Chronik/Wien

Spitalsärzte: Kompromiss gefunden, Einigung fix

Nach monatelangem Ringen um die Umsetzung der neuen Arbeitszeitrichtlinien für Spitalsärzte im Wiener Krankenanstaltenverbund (KAV) haben Stadt Wien, Gewerkschaft, KAV und Ärztekammer nun doch noch zu einer Lösung gefunden. Nachdem die Kurie das aktuellste Paket gestern, Mittwoch, angenommen hat, wurden am Donnerstag auch die letzten Vorbehalte der Kammer ausgeräumt und ein Kompromiss gefunden.

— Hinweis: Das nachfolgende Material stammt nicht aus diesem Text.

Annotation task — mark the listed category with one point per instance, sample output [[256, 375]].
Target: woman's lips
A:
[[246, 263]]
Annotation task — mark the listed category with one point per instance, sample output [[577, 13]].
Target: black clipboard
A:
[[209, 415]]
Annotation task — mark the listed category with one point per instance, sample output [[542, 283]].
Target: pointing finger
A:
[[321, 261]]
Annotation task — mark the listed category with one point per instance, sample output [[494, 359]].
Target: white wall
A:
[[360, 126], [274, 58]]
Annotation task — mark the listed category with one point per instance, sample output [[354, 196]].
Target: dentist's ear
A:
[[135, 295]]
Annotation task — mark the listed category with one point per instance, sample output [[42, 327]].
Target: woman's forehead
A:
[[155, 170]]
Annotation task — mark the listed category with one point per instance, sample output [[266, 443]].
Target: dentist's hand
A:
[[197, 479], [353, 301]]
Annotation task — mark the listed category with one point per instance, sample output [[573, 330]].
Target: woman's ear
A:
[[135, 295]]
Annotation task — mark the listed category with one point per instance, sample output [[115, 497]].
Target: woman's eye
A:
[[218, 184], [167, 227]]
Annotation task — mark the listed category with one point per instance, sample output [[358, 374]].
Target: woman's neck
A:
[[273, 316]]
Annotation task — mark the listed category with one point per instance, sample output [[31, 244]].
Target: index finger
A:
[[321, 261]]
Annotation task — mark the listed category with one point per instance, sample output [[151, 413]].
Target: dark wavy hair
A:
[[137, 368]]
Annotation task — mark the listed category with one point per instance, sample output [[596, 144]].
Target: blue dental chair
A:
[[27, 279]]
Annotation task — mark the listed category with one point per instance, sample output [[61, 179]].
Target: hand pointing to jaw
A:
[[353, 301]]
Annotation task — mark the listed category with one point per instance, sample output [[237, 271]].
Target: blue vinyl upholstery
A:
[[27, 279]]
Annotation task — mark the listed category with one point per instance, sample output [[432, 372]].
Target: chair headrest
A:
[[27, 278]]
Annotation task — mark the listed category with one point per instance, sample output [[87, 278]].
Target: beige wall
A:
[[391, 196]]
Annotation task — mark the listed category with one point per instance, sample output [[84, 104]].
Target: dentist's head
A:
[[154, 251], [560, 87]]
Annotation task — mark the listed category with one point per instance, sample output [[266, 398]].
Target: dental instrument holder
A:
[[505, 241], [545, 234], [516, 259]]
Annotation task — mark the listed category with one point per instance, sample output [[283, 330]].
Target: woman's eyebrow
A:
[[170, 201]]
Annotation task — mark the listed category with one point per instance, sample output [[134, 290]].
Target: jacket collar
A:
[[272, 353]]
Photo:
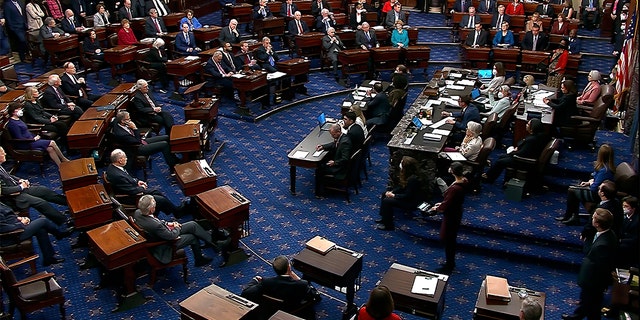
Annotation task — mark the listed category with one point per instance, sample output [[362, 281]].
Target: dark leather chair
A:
[[179, 256], [33, 293]]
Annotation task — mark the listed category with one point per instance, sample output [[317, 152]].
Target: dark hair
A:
[[380, 304]]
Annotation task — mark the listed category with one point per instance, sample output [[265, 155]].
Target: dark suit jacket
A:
[[527, 42], [227, 36], [361, 39], [150, 27], [482, 38]]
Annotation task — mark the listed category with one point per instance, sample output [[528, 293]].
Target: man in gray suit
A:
[[187, 234]]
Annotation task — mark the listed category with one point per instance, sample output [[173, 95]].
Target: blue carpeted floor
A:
[[517, 240]]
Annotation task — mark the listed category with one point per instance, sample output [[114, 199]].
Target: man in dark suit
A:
[[124, 184], [378, 107], [230, 33], [266, 56], [25, 195], [535, 40], [499, 17], [147, 110], [74, 86], [595, 271], [126, 134], [286, 285], [487, 6], [288, 9], [16, 23], [54, 98], [154, 26], [186, 42], [477, 38], [186, 234], [354, 131]]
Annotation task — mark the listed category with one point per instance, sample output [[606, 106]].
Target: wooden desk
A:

Das bestätigten der APA am Donnerstag sowohl die Ärztekammer als auch die Stadt Wien. Kritikpunkt der Kammer war vor allem die Überstundenregelung für Sonn- und Feiertage. Hier sah das Paket vor, dass Überstunden nur noch im Verhältnis 1:1,5 statt wie bisher im Verhältnis 1:2 entlohnt werden. Dafür sollten Normalarbeitsstunden besser bezahlt werden. Hier hat man sich nun auf weiterhin doppelte Entlohnung geeinigt - allerdings sind die Überstunden nun kontingentiert.

Lohnverzicht

Nachgegeben hat die Stadt in puncto Lohnverzicht: Um eine bessere Honorierung der Nachtdienste zu ermöglichen, verzichten die Ärzte des KAV 2016 und 2017 auf die jährlichen Lohnerhöhungen bzw. Indexanpassungen, die Gemeindebedienstete erhalten. Die Kammer hatte hier Bedenken geäußert und sich ab einer Anpassung von über 2,5 Prozent eine Auszahlung der Differenz gewünscht. Diesem Wunsch kommt die Stadt nach: Erhalten die Bediensteten der Stadt Wien im Jahr 2017 einen Abschluss über 2,5 Prozent, erhalten auch die Ärzte die Differenz ausgezahlt.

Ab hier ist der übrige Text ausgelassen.